= Rocco Ortenzio =

American businessman and philanthropist

Rocco Ortenzio was an Italo American businessman and philanthropist, who during his career founded several health care companies. He died on October 26, 2024.

==Business career==

Ortenzio co-founded Select Medical Corporation in 1996 with his son, Robert. Select Medical "operate[s] hospitals within hospitals," and "provide[s] acute long-term care to critically ill patients." Beginning in February 1997, Ortenzio held the position of chairman and chief executive officer for Select Medical: he held these positions until that September. In the same year, he was awarded the Business Achievement Award from the West Shore Chamber of Commerce. Since that time, he has served as its executive chairman. In 1998, Select Medical bought fellow health care provider Intensiva for approximately $110 million. In February 2010, it was estimated that both Rocco and his son had made "about $200 million from salary, benefits and share sales since founding Select in November 1996." In September 2009, they sold 90% of Select Medical to the public through shares, but retained around $200 million worth of the company, or 10 percent.

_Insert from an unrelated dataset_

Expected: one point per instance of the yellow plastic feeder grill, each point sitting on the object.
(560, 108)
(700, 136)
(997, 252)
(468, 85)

In 1995, Rocco Ortenzio sold his company Continental Medical Systems to Horizon Healthcare Corporation for $502 million in stock. He had founded Continental in 1986, and held the positions of chairman and chief executive officer until July 1995. After the merger, he became the vice chairman of Horizon, which became one of the largest companies of its kind in the U.S. Horizon/CMS was eventually acquired by HealthSouth in 1997.

==Philanthropy and community involvement==

Ortenzio was also made a Knight of the Order of St. Sylvester, on October 21, 2007. Ortenzio and his son, Robert, along with Select Medical, made the largest-ever private donation ($5.2 million) to the Harrisburg University of Science and Technology.

==Political activities==
Ortenzio donated $1 million to Restore Our Future, Mitt Romney's Super PAC, in 2012. Ortenzio has also contributed to Bob Casey, Jr., Pat Toomey, Lee Terry, Bob Corker, and other members of Congress.